We must not underestimate how seriously God takes holiness and justice, as well as His glory and honour as the only true God. It is when we downplay the importance of holiness, or see something as more desirable than God that we find ourselves in dangerous territory. God will always act against sin, and will always defend and re-establish the glory and honour of His name and position. As believers in Jesus Christ we should love God’s holiness and desire to imitate it, as well as having a deep love and reverence for the glory and honour of God. In fact, these should be our principle delights and desires. The more we love God’s holiness and strive after it, the deeper our love and reverence for God’s glory and honour, the greater we will be able to fight against and resist sin. Our reverence, worship, respect and understanding of God will grow more and more true. Greatest of all, the more precious and wonderful our salvation will become to us, for the more we understand holiness and justice, the more we will understand our sinfulness.
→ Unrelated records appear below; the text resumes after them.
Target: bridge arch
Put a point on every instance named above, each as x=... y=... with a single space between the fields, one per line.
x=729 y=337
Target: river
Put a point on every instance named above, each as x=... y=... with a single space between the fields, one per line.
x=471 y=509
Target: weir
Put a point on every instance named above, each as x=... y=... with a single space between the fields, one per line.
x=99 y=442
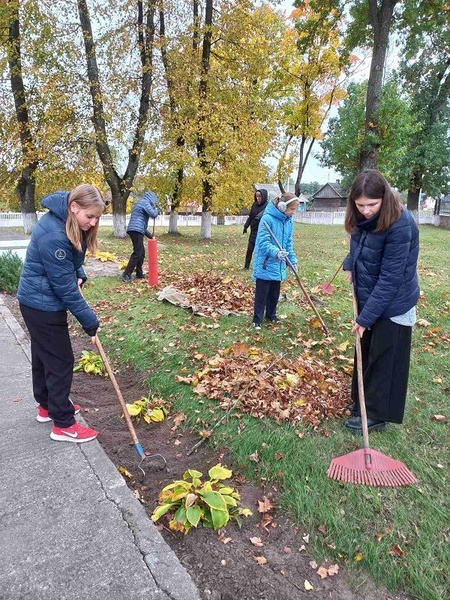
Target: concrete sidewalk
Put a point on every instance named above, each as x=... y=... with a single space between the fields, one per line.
x=70 y=529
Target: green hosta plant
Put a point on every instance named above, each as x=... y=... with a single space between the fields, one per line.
x=91 y=362
x=189 y=502
x=150 y=409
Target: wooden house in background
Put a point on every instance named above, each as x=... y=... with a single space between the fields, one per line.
x=331 y=196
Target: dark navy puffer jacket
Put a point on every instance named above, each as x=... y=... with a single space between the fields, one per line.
x=384 y=268
x=52 y=267
x=144 y=208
The more we understand the glory and honour of God, the more we will be in awe of the fact that God should descend to this earth in human flesh to suffer and die for our sake.

Glorious, most honourable, just and holy God, we humbly bow before You and confess our unworthiness. How gracious, good and patient You are with us, for on a daily basis we chase after many other things and hold them as being more precious than You. We entertain sin and resist holiness with remarkable ease. Forgive us, we pray. May Your holiness, and justice, Your glory and honour grow more precious, valuable, lovely and desirable to us. May they become our chief delights. Amen.